Madoff's investors lost a total of $19 billion in principal and more than $40 billion in fake profit when his securities firm collapsed in December 2008. Federal prosecutors called it the biggest Ponzi scheme in history. Madoff, 80, was sentenced to 150 years behind bars after pleading guilty in 2009.

-- Bloomberg News

Three carmakers reaffirm partnership

Renault, Nissan and Mitsubishi sought to reassure investors their automaking partnership was secure as executives met jointly for the first time since the the arrest of alliance Chairman Carlos Ghosn.

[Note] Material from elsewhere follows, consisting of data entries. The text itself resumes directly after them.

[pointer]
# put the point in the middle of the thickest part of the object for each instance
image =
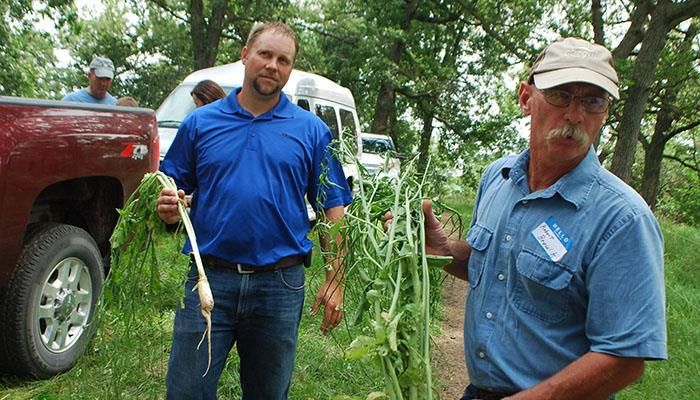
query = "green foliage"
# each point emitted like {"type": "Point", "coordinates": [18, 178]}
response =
{"type": "Point", "coordinates": [27, 65]}
{"type": "Point", "coordinates": [680, 196]}
{"type": "Point", "coordinates": [676, 377]}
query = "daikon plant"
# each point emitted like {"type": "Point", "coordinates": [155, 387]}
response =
{"type": "Point", "coordinates": [133, 252]}
{"type": "Point", "coordinates": [393, 278]}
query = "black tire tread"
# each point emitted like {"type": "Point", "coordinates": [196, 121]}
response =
{"type": "Point", "coordinates": [15, 356]}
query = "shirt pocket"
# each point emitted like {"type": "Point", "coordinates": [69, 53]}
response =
{"type": "Point", "coordinates": [479, 238]}
{"type": "Point", "coordinates": [541, 287]}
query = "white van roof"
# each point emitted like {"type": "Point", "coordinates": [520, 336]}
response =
{"type": "Point", "coordinates": [300, 83]}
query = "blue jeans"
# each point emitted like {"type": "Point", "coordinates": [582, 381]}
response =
{"type": "Point", "coordinates": [259, 313]}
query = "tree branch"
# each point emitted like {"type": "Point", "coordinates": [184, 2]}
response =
{"type": "Point", "coordinates": [682, 162]}
{"type": "Point", "coordinates": [635, 33]}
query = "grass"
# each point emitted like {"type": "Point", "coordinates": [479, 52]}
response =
{"type": "Point", "coordinates": [128, 358]}
{"type": "Point", "coordinates": [677, 378]}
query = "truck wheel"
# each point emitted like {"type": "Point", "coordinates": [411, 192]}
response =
{"type": "Point", "coordinates": [50, 302]}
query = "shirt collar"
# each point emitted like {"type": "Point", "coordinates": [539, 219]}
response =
{"type": "Point", "coordinates": [283, 109]}
{"type": "Point", "coordinates": [573, 187]}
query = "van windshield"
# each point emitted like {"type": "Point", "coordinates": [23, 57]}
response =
{"type": "Point", "coordinates": [374, 145]}
{"type": "Point", "coordinates": [177, 105]}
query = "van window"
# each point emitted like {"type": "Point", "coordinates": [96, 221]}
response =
{"type": "Point", "coordinates": [303, 103]}
{"type": "Point", "coordinates": [327, 114]}
{"type": "Point", "coordinates": [347, 121]}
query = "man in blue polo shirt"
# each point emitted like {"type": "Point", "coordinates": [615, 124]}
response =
{"type": "Point", "coordinates": [250, 159]}
{"type": "Point", "coordinates": [563, 259]}
{"type": "Point", "coordinates": [100, 77]}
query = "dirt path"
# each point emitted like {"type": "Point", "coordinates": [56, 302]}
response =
{"type": "Point", "coordinates": [449, 350]}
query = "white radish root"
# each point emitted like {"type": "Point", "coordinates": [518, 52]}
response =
{"type": "Point", "coordinates": [206, 299]}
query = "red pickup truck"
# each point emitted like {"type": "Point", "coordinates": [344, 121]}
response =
{"type": "Point", "coordinates": [64, 169]}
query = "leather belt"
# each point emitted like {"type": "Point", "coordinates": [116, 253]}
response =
{"type": "Point", "coordinates": [483, 394]}
{"type": "Point", "coordinates": [284, 262]}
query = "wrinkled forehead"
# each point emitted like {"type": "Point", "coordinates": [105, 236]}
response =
{"type": "Point", "coordinates": [582, 89]}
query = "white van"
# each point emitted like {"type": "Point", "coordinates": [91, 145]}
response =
{"type": "Point", "coordinates": [379, 155]}
{"type": "Point", "coordinates": [333, 103]}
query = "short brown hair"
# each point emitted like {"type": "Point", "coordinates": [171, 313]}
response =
{"type": "Point", "coordinates": [207, 91]}
{"type": "Point", "coordinates": [278, 27]}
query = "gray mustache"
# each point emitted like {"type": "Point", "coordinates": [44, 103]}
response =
{"type": "Point", "coordinates": [568, 132]}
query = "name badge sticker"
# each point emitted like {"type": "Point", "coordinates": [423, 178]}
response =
{"type": "Point", "coordinates": [552, 238]}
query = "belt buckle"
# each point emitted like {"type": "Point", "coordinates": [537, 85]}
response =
{"type": "Point", "coordinates": [243, 271]}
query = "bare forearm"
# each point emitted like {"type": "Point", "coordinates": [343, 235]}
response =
{"type": "Point", "coordinates": [336, 272]}
{"type": "Point", "coordinates": [592, 377]}
{"type": "Point", "coordinates": [459, 250]}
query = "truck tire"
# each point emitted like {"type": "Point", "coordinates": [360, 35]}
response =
{"type": "Point", "coordinates": [51, 302]}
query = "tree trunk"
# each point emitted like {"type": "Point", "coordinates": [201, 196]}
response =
{"type": "Point", "coordinates": [386, 97]}
{"type": "Point", "coordinates": [206, 35]}
{"type": "Point", "coordinates": [424, 146]}
{"type": "Point", "coordinates": [597, 22]}
{"type": "Point", "coordinates": [653, 157]}
{"type": "Point", "coordinates": [633, 111]}
{"type": "Point", "coordinates": [663, 131]}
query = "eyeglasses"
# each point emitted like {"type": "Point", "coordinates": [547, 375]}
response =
{"type": "Point", "coordinates": [562, 98]}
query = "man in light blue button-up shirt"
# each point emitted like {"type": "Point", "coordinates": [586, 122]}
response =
{"type": "Point", "coordinates": [564, 260]}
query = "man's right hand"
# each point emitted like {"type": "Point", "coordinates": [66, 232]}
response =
{"type": "Point", "coordinates": [167, 205]}
{"type": "Point", "coordinates": [436, 240]}
{"type": "Point", "coordinates": [437, 243]}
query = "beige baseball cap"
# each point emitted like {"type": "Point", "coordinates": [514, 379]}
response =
{"type": "Point", "coordinates": [575, 60]}
{"type": "Point", "coordinates": [102, 67]}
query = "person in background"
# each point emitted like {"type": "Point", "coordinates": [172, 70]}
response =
{"type": "Point", "coordinates": [252, 158]}
{"type": "Point", "coordinates": [205, 92]}
{"type": "Point", "coordinates": [127, 101]}
{"type": "Point", "coordinates": [564, 260]}
{"type": "Point", "coordinates": [100, 75]}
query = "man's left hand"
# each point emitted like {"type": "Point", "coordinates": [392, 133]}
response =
{"type": "Point", "coordinates": [330, 295]}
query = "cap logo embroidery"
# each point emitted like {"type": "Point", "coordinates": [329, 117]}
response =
{"type": "Point", "coordinates": [579, 52]}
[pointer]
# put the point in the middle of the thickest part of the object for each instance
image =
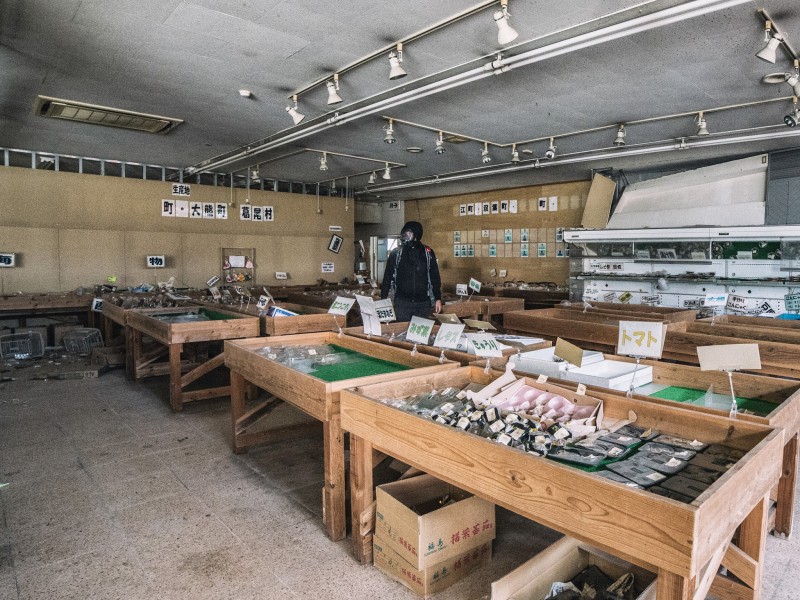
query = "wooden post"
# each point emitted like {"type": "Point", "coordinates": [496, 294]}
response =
{"type": "Point", "coordinates": [670, 586]}
{"type": "Point", "coordinates": [239, 388]}
{"type": "Point", "coordinates": [175, 399]}
{"type": "Point", "coordinates": [361, 496]}
{"type": "Point", "coordinates": [333, 495]}
{"type": "Point", "coordinates": [784, 509]}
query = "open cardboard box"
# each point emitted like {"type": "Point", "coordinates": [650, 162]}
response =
{"type": "Point", "coordinates": [561, 562]}
{"type": "Point", "coordinates": [425, 540]}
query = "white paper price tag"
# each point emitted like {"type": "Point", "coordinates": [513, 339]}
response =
{"type": "Point", "coordinates": [715, 300]}
{"type": "Point", "coordinates": [419, 330]}
{"type": "Point", "coordinates": [641, 338]}
{"type": "Point", "coordinates": [448, 335]}
{"type": "Point", "coordinates": [484, 344]}
{"type": "Point", "coordinates": [385, 310]}
{"type": "Point", "coordinates": [341, 306]}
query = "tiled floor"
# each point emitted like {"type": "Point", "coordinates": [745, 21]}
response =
{"type": "Point", "coordinates": [110, 495]}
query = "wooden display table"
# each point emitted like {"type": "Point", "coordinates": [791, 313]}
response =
{"type": "Point", "coordinates": [463, 358]}
{"type": "Point", "coordinates": [309, 320]}
{"type": "Point", "coordinates": [684, 543]}
{"type": "Point", "coordinates": [782, 394]}
{"type": "Point", "coordinates": [600, 332]}
{"type": "Point", "coordinates": [172, 338]}
{"type": "Point", "coordinates": [313, 396]}
{"type": "Point", "coordinates": [24, 305]}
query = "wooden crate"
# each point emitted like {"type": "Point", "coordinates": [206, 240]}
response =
{"type": "Point", "coordinates": [684, 543]}
{"type": "Point", "coordinates": [463, 358]}
{"type": "Point", "coordinates": [316, 398]}
{"type": "Point", "coordinates": [170, 341]}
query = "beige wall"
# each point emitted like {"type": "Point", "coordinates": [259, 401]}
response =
{"type": "Point", "coordinates": [72, 230]}
{"type": "Point", "coordinates": [440, 219]}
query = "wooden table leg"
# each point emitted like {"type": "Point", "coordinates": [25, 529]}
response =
{"type": "Point", "coordinates": [239, 388]}
{"type": "Point", "coordinates": [175, 399]}
{"type": "Point", "coordinates": [333, 494]}
{"type": "Point", "coordinates": [135, 354]}
{"type": "Point", "coordinates": [362, 496]}
{"type": "Point", "coordinates": [784, 510]}
{"type": "Point", "coordinates": [670, 586]}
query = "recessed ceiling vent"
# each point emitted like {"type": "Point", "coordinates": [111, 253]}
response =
{"type": "Point", "coordinates": [69, 110]}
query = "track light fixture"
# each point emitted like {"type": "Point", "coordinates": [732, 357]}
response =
{"type": "Point", "coordinates": [297, 117]}
{"type": "Point", "coordinates": [620, 141]}
{"type": "Point", "coordinates": [395, 58]}
{"type": "Point", "coordinates": [333, 88]}
{"type": "Point", "coordinates": [702, 128]}
{"type": "Point", "coordinates": [774, 39]}
{"type": "Point", "coordinates": [389, 137]}
{"type": "Point", "coordinates": [505, 33]}
{"type": "Point", "coordinates": [551, 151]}
{"type": "Point", "coordinates": [440, 149]}
{"type": "Point", "coordinates": [485, 158]}
{"type": "Point", "coordinates": [793, 118]}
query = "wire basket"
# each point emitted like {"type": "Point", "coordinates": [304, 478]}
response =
{"type": "Point", "coordinates": [81, 341]}
{"type": "Point", "coordinates": [22, 345]}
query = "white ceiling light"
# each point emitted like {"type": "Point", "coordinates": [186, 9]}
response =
{"type": "Point", "coordinates": [551, 151]}
{"type": "Point", "coordinates": [505, 33]}
{"type": "Point", "coordinates": [297, 117]}
{"type": "Point", "coordinates": [440, 149]}
{"type": "Point", "coordinates": [770, 51]}
{"type": "Point", "coordinates": [395, 58]}
{"type": "Point", "coordinates": [389, 137]}
{"type": "Point", "coordinates": [485, 158]}
{"type": "Point", "coordinates": [333, 88]}
{"type": "Point", "coordinates": [702, 128]}
{"type": "Point", "coordinates": [620, 141]}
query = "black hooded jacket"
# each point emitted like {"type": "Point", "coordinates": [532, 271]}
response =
{"type": "Point", "coordinates": [413, 270]}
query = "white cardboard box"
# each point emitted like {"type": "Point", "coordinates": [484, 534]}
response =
{"type": "Point", "coordinates": [561, 562]}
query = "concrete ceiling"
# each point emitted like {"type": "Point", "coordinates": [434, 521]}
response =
{"type": "Point", "coordinates": [188, 59]}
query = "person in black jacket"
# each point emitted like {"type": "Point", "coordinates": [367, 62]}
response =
{"type": "Point", "coordinates": [412, 275]}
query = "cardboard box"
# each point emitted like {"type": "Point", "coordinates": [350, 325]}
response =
{"type": "Point", "coordinates": [434, 578]}
{"type": "Point", "coordinates": [425, 540]}
{"type": "Point", "coordinates": [561, 562]}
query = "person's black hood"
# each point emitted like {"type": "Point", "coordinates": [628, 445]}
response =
{"type": "Point", "coordinates": [415, 227]}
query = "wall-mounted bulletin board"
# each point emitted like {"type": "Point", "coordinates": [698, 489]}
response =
{"type": "Point", "coordinates": [517, 230]}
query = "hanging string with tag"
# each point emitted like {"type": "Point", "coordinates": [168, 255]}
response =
{"type": "Point", "coordinates": [633, 379]}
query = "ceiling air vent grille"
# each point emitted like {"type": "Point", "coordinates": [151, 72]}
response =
{"type": "Point", "coordinates": [69, 110]}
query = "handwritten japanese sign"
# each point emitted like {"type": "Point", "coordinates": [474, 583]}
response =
{"type": "Point", "coordinates": [341, 306]}
{"type": "Point", "coordinates": [448, 336]}
{"type": "Point", "coordinates": [419, 330]}
{"type": "Point", "coordinates": [641, 338]}
{"type": "Point", "coordinates": [156, 262]}
{"type": "Point", "coordinates": [484, 344]}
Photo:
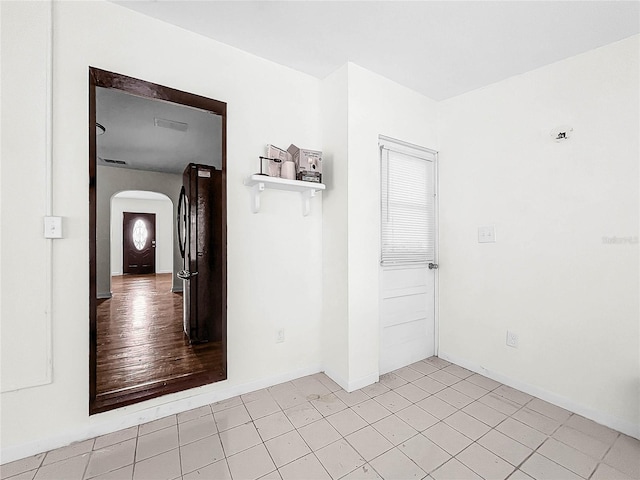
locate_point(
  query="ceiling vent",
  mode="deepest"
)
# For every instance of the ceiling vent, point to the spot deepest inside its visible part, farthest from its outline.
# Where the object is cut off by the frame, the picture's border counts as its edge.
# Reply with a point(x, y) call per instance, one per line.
point(113, 162)
point(171, 124)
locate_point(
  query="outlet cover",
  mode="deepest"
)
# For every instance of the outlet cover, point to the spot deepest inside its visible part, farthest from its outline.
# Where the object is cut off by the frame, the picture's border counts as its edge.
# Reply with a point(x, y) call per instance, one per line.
point(487, 234)
point(52, 227)
point(512, 339)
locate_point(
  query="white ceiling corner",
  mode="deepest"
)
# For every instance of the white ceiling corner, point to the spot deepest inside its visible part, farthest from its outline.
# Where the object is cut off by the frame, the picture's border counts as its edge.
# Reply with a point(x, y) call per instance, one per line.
point(438, 48)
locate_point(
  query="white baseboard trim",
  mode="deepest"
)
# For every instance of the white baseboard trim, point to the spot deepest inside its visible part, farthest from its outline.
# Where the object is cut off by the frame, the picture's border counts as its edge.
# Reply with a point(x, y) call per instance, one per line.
point(603, 418)
point(352, 385)
point(102, 424)
point(363, 382)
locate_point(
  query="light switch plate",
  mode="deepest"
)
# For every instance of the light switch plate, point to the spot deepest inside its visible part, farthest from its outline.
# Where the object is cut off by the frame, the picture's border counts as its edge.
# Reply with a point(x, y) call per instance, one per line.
point(487, 234)
point(52, 227)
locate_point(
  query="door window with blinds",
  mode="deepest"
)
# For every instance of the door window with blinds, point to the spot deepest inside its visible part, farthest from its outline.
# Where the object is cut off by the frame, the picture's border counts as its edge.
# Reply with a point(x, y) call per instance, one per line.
point(407, 203)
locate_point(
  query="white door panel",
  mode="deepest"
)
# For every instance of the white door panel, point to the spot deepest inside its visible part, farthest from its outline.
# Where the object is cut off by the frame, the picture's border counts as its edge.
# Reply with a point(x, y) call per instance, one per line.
point(408, 234)
point(406, 316)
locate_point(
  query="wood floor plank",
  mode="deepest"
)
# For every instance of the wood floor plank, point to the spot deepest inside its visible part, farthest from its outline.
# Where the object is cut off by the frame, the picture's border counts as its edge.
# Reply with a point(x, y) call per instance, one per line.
point(140, 338)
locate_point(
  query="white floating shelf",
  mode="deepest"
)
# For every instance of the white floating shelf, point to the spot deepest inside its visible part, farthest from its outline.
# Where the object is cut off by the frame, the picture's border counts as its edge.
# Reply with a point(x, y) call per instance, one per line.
point(259, 183)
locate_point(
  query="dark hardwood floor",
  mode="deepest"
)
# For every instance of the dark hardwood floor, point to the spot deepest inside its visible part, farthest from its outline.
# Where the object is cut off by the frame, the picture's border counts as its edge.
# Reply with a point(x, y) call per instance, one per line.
point(140, 338)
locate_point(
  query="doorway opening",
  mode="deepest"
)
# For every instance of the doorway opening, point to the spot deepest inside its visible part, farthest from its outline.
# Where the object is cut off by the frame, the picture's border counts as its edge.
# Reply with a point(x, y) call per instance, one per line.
point(142, 137)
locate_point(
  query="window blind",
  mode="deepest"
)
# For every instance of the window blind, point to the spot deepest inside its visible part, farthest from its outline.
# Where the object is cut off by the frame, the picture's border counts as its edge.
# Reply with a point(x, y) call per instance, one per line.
point(407, 204)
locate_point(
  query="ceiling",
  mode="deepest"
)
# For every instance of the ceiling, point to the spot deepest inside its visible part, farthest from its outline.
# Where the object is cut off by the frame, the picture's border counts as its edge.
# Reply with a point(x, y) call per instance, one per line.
point(132, 136)
point(438, 48)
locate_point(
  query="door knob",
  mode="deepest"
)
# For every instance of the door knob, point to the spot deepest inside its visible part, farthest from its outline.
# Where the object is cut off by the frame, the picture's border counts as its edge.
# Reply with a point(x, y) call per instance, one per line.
point(185, 274)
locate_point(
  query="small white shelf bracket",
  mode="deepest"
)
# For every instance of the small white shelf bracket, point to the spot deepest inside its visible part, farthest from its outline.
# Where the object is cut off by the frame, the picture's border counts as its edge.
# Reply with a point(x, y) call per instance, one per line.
point(259, 183)
point(256, 190)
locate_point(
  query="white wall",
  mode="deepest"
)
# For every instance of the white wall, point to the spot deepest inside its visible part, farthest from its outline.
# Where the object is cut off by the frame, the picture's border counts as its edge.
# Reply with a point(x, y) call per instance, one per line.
point(274, 270)
point(335, 207)
point(551, 277)
point(165, 235)
point(25, 256)
point(375, 105)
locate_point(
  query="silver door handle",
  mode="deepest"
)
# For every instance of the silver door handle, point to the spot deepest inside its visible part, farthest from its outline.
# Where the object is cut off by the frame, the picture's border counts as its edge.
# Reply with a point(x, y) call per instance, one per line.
point(185, 274)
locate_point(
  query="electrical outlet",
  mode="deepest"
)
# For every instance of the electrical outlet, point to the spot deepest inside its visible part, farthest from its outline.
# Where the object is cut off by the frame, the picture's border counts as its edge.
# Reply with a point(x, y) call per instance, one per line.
point(487, 234)
point(512, 339)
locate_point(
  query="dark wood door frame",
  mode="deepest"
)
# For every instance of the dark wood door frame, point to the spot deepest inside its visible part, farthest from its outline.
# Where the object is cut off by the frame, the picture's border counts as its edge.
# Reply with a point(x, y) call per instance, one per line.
point(138, 260)
point(102, 78)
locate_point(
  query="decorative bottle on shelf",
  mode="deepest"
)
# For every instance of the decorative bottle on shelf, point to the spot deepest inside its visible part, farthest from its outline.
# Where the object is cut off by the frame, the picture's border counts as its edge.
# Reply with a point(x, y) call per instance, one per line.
point(288, 170)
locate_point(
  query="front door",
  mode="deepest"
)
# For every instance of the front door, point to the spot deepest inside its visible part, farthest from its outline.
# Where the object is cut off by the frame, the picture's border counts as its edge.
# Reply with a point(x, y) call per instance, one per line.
point(408, 258)
point(138, 243)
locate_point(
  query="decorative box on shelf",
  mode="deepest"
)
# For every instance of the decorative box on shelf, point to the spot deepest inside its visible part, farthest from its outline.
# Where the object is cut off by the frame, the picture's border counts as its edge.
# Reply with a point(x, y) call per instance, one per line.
point(259, 183)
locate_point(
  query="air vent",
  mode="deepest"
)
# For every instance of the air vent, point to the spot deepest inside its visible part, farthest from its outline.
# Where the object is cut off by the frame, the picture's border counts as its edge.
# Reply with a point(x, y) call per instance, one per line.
point(114, 162)
point(170, 124)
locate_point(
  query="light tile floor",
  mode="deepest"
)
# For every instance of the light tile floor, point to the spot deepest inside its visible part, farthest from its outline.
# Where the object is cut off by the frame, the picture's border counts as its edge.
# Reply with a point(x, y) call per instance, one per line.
point(431, 420)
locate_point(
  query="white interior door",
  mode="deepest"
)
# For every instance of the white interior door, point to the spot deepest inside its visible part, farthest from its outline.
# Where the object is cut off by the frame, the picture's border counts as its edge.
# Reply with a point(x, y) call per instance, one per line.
point(407, 283)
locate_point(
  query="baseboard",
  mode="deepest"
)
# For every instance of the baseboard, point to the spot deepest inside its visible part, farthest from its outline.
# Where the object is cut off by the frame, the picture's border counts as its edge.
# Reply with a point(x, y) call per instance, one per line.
point(352, 385)
point(628, 428)
point(102, 424)
point(363, 382)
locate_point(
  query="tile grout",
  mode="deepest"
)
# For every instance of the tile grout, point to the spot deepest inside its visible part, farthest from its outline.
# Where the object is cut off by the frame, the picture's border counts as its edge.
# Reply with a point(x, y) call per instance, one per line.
point(324, 415)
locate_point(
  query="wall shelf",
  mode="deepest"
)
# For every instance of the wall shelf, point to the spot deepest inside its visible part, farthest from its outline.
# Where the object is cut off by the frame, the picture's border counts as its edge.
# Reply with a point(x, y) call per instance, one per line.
point(259, 183)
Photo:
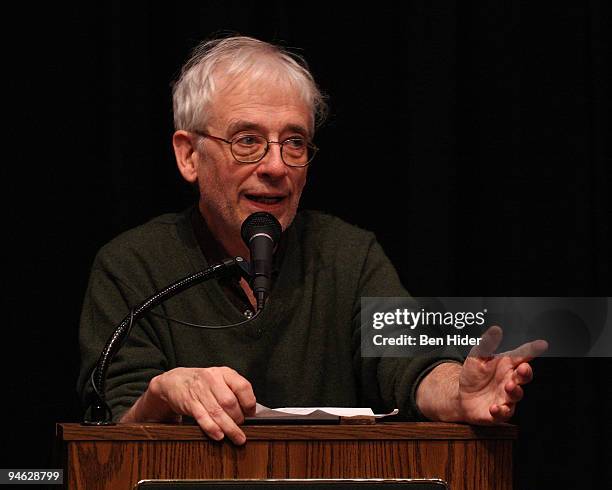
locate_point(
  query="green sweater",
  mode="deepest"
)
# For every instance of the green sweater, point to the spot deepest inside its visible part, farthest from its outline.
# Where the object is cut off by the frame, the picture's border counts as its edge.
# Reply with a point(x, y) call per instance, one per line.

"Unanimously and with conviction, the boards of Groupe Renault, Nissan Motor Co. and Mitsubishi Motors Corp. have reaffirmed over the past days their deep commitment to the alliance," the companies said Thursday in a statement after a meeting in Amsterdam.

Ghosn's arrest in Japan this month on allegations of financial improprieties removed a leader who enforced over two decades a structure that favored Renault and kept a lid on differences with its main partner, Nissan. The joint statement, while thin on detail, was meant to reassure investors that their collaboration would continue, as divisions bubbled to the surface.

The CEOs of the three companies sent a similarly worded letter to employees, attempting to dampen fears of divisions between France and Japan, and to minimize the impact of Ghosn's departure.

-- Bloomberg News

Big Mouth Billy Bass lip-syncs to Alexa

DALLAS -- Kitsch and high-tech are linking up just in time for Christmas.

Big Mouth Billy Bass is programmed to respond to Alexa voice commands through a compatible Amazon Echo device. That means the singing and talking fish will lip-sync to Alexa's responses and will dance to songs from Amazon music. When it's first plugged in, it will respond "Woo-hoo, that feels good!"

Gemmy Industries product development vice president Steven Harris says "this is not your father's Big Mouth Billy Bass." But like the original, it includes the song "Fishin' Time" and can be mounted on the wall or on an easel.

Big Mouth Billy Bass was first sold in 1999. A developer first connected it to Alexa in 2016.

The new version will be released Saturday for $39.99.